MAYNARD'S HOUSE by Herman Raucher
Kirkus Star


Email this review


It's not only the Maine winter that'll raise goosebumps in this tale about a house that hangs onto a body even after he's dead; and it's all told with such an icy precision of eye and ear and a wink of wicked humor that you'll put up with the multitudinous whip-arounds of real and surreal. Austin Fletcher, a young Viet vet and a loner, is on his way to claim the wilderness house in northern Maine left to him by his dead army buddy, Maynard Whittier. And after barely making it through impressive snow (the natives make book on his survival, a bear-like station master rescues him), Austin knows two ""warming and irrefutable truths. He was home. He had been there before."" By day the house is as inviting as a Christmas card; by night it's Edgar Allan Poe. Lanterns and fires keep going out. The rocking chair creaks as it rocks uninhabited. And a wooden plaque testifies to the misery of past occupants. Furthermore, there are the impish Minnawickies whom Maynard had told him about: Austin finds that they're really a young boy and Ara--a 16-year-old girl who talks in Mainiac circumlocutions and seems to waver in age. This pair constructs a snow witch (a real witch was hung on a nearby hanging tree long ago)--and the witch's hat, its point sharp as a spear, chases a yelling Austin right into the house. Something doesn't want him, that's for sure.

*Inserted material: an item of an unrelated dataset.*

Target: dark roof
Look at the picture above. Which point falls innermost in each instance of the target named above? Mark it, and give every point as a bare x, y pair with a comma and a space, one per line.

But after a visit from dead Maynard, a night of love spent with oddly mature Ara, and a final battle roiling with a Vietnam nightmare, Austin finds out what the ""something"" is--and he's introduced to a prolonged and richly-living dying. Then, however. . . Austin is again, as on page one, headed for the house. Was it all a dream? Well, maybe--but outside the house is ""the witch's hat, empty of everything save a small tight laughing, which it indulged itself in, over and over and over."" First-rate haunted-house creepiness, with just enough subtlety, down-East atmosphere, and irony from the canny Mr. Raucher (Summer of '42) to make it work for skeptics as well as undemanding occultists.